Try It Quiet - jbueza
http://wekeroad.com/2012/07/04/try-it-quiet
======
josteink
I was at this specific session. I was one of those who left early.

I honestly didn't think it worked out and most people I talked to after the
session didn't think it worked either. To put it lightly: People had rather
mixed impressions.

He was progressively writing Node.js-code without explaining any of it in
detail. His way of illustrating what his code was doing, was by cross-
referencing his Node-stuff to some Ruby-based BDD framework.

How do I connect that to Node? Do I need Ruby to run node?

It came off wrong to most people. Especially with the techo-music glaring in
the background, some people thought he just wanted to show off how cool he was
and brush his own ego.

Other's complained that if you could actually follow his demos, you already
knew the stuff he was demoing, so what was the point? So what had you just
learned?

And like he said: Some people directly told him it was a waste of time.

IMO it was an interesting idea taken too far.

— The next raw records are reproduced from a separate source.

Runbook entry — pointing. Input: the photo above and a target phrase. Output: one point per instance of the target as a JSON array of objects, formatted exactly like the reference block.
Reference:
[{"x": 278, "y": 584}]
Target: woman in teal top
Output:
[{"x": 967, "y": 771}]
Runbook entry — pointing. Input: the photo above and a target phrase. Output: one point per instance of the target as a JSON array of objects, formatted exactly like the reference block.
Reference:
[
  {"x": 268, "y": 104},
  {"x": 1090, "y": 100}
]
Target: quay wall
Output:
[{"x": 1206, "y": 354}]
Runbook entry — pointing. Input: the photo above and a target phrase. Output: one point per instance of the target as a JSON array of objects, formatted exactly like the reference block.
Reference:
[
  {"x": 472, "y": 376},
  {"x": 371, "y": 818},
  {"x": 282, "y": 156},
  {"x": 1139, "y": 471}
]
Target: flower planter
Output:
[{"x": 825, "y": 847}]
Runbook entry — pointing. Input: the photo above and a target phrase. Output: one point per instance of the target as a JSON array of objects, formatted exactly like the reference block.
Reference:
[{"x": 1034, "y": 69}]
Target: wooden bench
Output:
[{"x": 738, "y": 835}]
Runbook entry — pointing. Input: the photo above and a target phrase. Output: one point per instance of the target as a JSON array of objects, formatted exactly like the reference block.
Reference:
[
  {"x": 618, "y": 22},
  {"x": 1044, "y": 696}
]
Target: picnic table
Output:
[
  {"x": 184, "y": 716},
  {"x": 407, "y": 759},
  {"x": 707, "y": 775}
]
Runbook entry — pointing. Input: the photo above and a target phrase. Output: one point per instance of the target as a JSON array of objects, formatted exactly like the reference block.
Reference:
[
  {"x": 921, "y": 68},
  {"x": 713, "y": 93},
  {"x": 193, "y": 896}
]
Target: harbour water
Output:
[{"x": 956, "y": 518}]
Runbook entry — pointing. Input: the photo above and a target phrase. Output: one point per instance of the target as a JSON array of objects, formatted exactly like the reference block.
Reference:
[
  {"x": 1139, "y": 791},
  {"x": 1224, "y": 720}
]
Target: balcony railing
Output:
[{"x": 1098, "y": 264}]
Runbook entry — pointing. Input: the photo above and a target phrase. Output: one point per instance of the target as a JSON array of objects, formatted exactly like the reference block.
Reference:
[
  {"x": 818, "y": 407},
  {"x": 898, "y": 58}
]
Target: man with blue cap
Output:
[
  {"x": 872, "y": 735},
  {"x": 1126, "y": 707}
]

He makes it come off as a success, but I think that is disingenuous. This
session probably disappointed more spectators than any other session on that
conference. And I say that as someone who knows how good Rob can be when he's
at his best.

So don't be afraid to experiment. But be prepared to see your experiments
fail. Every now and then they will. Even for a guy like Rob. Especially when
you take it to the extreme, like he did here.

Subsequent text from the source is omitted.